Demnach kann das russische Militär die nukleare Eskalation als Mittel einsetzen, um nach der Besetzung von ausländischem Territorium zu erreichen, „dass niemand wagt, die eroberten Gebiete oder Staaten wieder zu befreien“. Welche Antworten die Nato dann geben wird, ist offen. Es sei klüger, darüber zum jetzigen Zeitpunkt nicht öffentlich zu spekulieren, heißt es in der Berliner Koalition.

Einigt sich der Westen auf ein Totalembargo russischer Energie?

Mit seiner Forderung, russische Gaslieferungen künftig nur noch in Rubel abzurechnen, hat Putin viele Regierungen überrascht. Anschließend kamen gerade aus den EU-Ländern, in denen die Abhängigkeit von russischem Gas derzeit besonders groß ist, mehr oder weniger eindeutige Absagen. Kanzler Olaf Scholz (SPD) sagte in Brüssel, dass sämtliche Lieferverträge eine Bezahlung in Europa oder Dollar vorsähen.

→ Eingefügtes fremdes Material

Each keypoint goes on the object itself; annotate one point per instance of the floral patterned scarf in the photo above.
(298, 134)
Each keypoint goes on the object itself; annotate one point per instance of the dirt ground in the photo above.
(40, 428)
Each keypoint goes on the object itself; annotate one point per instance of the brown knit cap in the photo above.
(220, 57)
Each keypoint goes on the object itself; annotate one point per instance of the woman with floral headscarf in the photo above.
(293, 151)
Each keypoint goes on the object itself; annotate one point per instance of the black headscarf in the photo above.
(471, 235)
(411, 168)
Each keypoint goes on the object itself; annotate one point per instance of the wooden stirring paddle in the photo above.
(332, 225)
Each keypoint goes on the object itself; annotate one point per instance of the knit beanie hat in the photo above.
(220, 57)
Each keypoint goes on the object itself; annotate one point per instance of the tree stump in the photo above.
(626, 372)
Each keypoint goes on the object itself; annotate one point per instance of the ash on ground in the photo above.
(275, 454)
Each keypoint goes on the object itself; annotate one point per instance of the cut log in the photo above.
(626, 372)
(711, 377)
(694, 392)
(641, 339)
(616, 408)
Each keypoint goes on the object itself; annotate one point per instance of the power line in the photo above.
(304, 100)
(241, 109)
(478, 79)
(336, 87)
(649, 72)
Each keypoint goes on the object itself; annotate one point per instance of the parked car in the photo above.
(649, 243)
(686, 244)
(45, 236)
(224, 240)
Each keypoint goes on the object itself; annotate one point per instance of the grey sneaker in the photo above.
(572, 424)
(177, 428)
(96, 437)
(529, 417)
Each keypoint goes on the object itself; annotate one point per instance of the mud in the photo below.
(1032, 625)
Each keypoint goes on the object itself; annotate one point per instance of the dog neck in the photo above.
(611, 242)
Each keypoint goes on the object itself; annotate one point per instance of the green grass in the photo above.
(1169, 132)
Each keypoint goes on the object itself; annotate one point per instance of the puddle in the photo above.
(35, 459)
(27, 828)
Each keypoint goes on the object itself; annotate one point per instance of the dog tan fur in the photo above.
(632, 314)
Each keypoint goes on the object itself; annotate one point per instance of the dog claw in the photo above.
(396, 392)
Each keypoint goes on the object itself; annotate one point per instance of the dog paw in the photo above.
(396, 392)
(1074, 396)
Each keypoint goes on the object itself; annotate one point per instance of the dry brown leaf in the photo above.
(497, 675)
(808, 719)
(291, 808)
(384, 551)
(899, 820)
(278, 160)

Auch Italiens Regierungschef Mario Draghi betonte am Rande des EU-Gipfels, dass eine Abrechnung in Rubel grundsätzlich als Vertragsbruch anzusehen wäre. In Brüssel ist man sich dabei aber auch bewusst: Putin könnte in einem nächsten Schritt kein Gas mehr liefern, falls der Westen nicht auf seine Rubel-Forderung eingeht.

Dennoch ist in der EU keine Rede von einem möglichen Gipfelbeschluss, dem zufolge die Gemeinschaft ihrerseits zur schärfsten aller Sanktionen greift und einen Importstopp für russische Energielieferungen verhängt. Nach Angaben von EU-Diplomaten dürften Länder wie Polen oder die baltischen Staaten zwar Putins Schachzug nutzen, um ihrer Forderung eines Einfuhrverbots für Gas, Öl und Kohle aus Russland noch mehr Nachdruck zu verleihen.

Möglicherweise könnten demnach auch einige EU-Mitgliedstaaten, die bislang schwankten, ins Lager der Befürworter noch härterer Sanktionen überwechseln. Allerdings hat auch Putins jüngste Rubel-Forderung den Angaben zufolge nichts an der Haltung Deutschlands und weiterer Mitgliedstaaten geändert, die einen Importstopp ablehnen. Zu den Ländern, welche die Position der Bundesregierung teilen, gehört unter anderem Tschechien.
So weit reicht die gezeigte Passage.